With regards to Helen Forrester, her poor ears! I still wince when I think of her poor ears and how cold she was. Her parents were utterly disgraceful.

oldperson1 · 19/06/2020 16:45

Wild Swans by Jung Chan

SpringSpringTime · 19/06/2020 16:55

@mstrotwood

Independent People by Halldor Laxness
Good shout! Just sitting in the dark eating refuse fish waiting for spring....don’t get much more miserable than that.

Life and Times of Michael K, Coetzee
The Notebook, Agota Kristof
Voices From Chernobyl, Svetlana Alexeivitch

AuntieDolly · 19/06/2020 17:08

Neil Gun "The Silver Darlings"

Clawdy · 19/06/2020 17:28

Weren't Helen Forrester's parents originally from a very wealthy family who ended up living in dire poverty?

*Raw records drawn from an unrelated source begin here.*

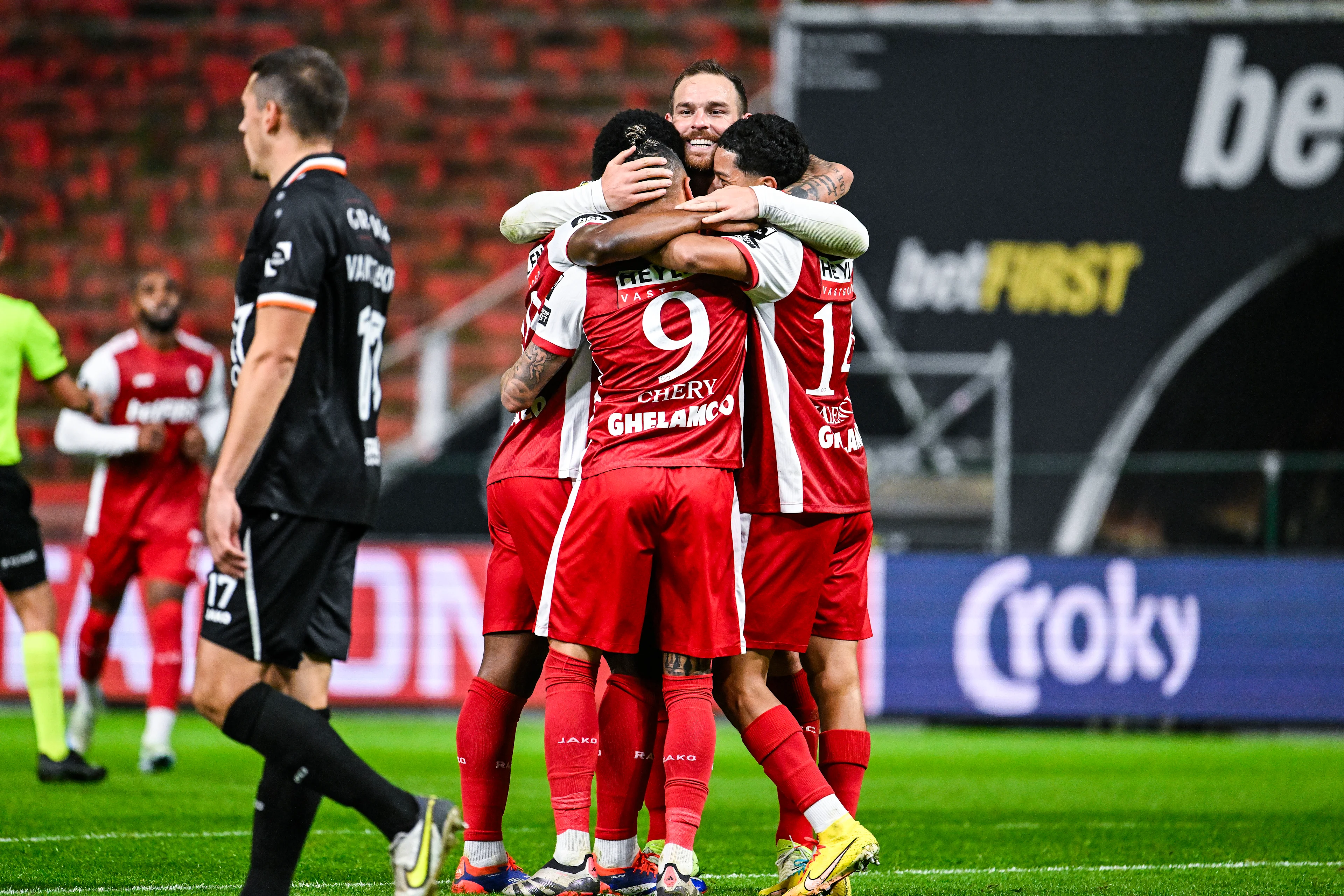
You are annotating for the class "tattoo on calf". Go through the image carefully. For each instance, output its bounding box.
[663,653,714,676]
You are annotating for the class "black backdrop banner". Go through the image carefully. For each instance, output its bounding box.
[776,5,1344,548]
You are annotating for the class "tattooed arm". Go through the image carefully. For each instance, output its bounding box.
[663,651,714,676]
[784,156,853,203]
[500,343,570,414]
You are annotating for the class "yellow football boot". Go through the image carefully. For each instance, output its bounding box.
[785,816,879,896]
[758,837,812,896]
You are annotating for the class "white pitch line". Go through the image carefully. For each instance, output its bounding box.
[0,830,360,844]
[0,880,387,896]
[0,854,1344,896]
[700,860,1344,880]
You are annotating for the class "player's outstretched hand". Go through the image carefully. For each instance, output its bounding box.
[206,481,247,579]
[602,146,672,211]
[179,426,206,461]
[136,423,167,454]
[677,187,761,230]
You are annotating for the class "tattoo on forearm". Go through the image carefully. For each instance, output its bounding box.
[504,343,565,398]
[786,172,844,202]
[663,653,714,676]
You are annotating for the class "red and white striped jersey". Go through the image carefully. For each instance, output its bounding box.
[727,227,869,513]
[72,329,229,540]
[486,227,593,484]
[532,215,750,476]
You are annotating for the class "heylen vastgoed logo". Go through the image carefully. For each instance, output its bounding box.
[952,556,1199,716]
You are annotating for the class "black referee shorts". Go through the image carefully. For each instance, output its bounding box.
[200,508,368,669]
[0,466,47,594]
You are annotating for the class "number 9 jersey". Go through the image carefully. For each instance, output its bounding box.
[230,153,395,525]
[532,215,750,478]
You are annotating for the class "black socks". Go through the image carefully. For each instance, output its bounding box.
[223,682,419,840]
[242,708,332,896]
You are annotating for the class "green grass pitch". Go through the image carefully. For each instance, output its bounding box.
[0,709,1344,896]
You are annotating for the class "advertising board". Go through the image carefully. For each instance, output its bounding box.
[774,3,1344,553]
[883,555,1344,723]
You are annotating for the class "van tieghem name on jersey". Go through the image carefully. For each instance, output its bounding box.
[345,255,397,293]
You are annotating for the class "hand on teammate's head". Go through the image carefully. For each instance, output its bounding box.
[136,423,167,454]
[602,146,672,211]
[677,187,761,225]
[177,426,206,461]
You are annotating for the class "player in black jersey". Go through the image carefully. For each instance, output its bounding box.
[192,47,461,896]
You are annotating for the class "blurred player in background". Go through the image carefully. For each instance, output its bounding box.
[55,269,229,772]
[0,218,107,782]
[192,47,461,896]
[652,114,878,896]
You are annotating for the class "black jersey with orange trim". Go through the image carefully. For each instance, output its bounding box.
[230,153,395,524]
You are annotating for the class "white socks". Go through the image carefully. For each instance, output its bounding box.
[659,844,695,877]
[462,840,508,868]
[597,837,640,868]
[140,707,177,747]
[802,794,849,834]
[554,827,592,865]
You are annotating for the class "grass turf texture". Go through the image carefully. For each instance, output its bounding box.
[0,710,1344,896]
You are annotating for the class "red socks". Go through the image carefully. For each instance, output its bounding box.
[644,694,668,841]
[546,650,597,834]
[742,707,833,837]
[597,674,665,840]
[765,669,821,759]
[765,669,821,844]
[147,601,181,712]
[663,676,715,849]
[79,606,115,681]
[457,678,527,841]
[821,728,872,818]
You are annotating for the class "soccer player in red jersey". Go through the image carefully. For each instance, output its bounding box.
[453,109,682,893]
[500,61,868,881]
[639,115,878,893]
[55,269,229,772]
[503,128,749,896]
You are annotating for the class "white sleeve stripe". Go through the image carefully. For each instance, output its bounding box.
[257,293,317,312]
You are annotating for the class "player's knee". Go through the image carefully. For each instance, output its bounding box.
[811,664,859,700]
[191,677,232,728]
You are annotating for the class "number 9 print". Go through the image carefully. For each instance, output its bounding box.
[644,290,710,383]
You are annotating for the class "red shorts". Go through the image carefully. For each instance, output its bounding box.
[85,528,203,598]
[483,476,574,634]
[536,466,742,658]
[742,512,872,653]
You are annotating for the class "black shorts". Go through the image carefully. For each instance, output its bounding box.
[0,466,47,594]
[200,508,368,669]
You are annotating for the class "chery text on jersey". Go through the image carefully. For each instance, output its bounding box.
[532,215,749,476]
[230,153,397,524]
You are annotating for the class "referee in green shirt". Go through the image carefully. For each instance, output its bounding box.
[0,218,107,782]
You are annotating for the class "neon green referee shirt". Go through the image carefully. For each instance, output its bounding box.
[0,294,70,466]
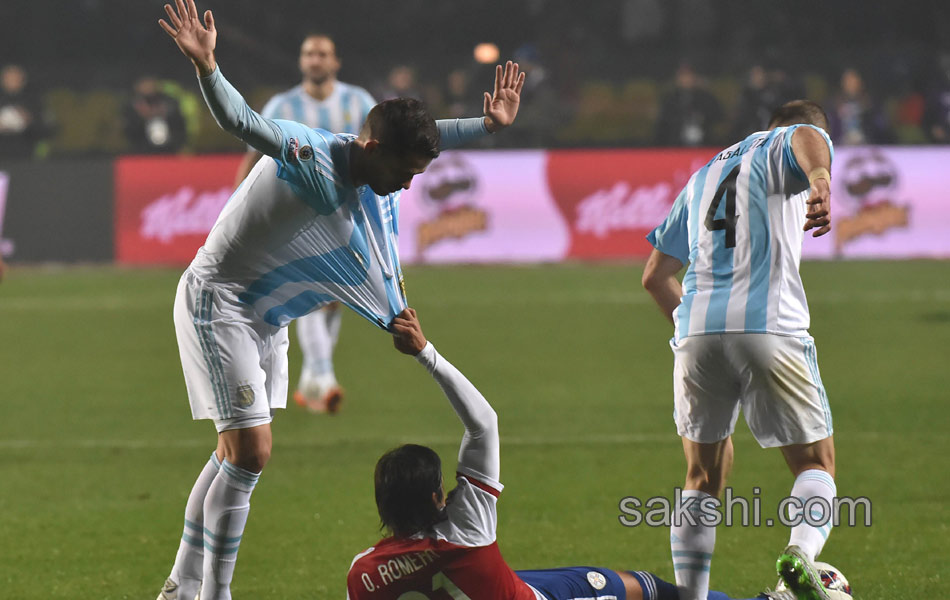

Can't remember why, a huge family row or something? Then they were completely hopeless and unable to cope at all ?

Wbeezer · 19/06/2020 19:59

Ooh, I forgot about The Silver Darlings, havent read it for years but it was a favourite when I was young. I think theres a special quality to Scottish misery, its the added Prebyterianism.

EineReiseDurchDieZeit · 19/06/2020 20:02

Her father went bankrupt IIRC Clawdy

I'd like to add The Personal History Of Rachel Dupree as an unrelenting hardship story.

MacavityTheDentistsCat · 19/06/2020 20:10

A Kestrel for a Knave

IFancyMrOnions · 21/06/2020 13:56

I've been reading the Helen Forrester book absolutely non stop since the recommendations on this thread and have now started the second.

What a fascinating life she led after such hardship. I would love to know what happened to her siblings since, but there doesn't appear to be any information out there

IFancyMrOnions · 21/06/2020 13:56

Also, her parents were appalling

SheWranglesRugRats · 21/06/2020 18:15

A real life exposé, Nickel and dimed by Barbara Ehrenreich and a similar book by Florence Aubenas (can’t remember the name) about struggling with dead end minimum wage jobs.

SheWranglesRugRats · 21/06/2020 18:19

It’s called The Night Cleaner.

JamieFraserskiltspeaksout · 21/06/2020 19:24

Hidden lives by Margaret Forster. It's semi autobiographical and depicts the lives of women in her family throughout the generations. Back breaking hardship and work. One of my absolute favourites. Give it a go - you won't be disappointed!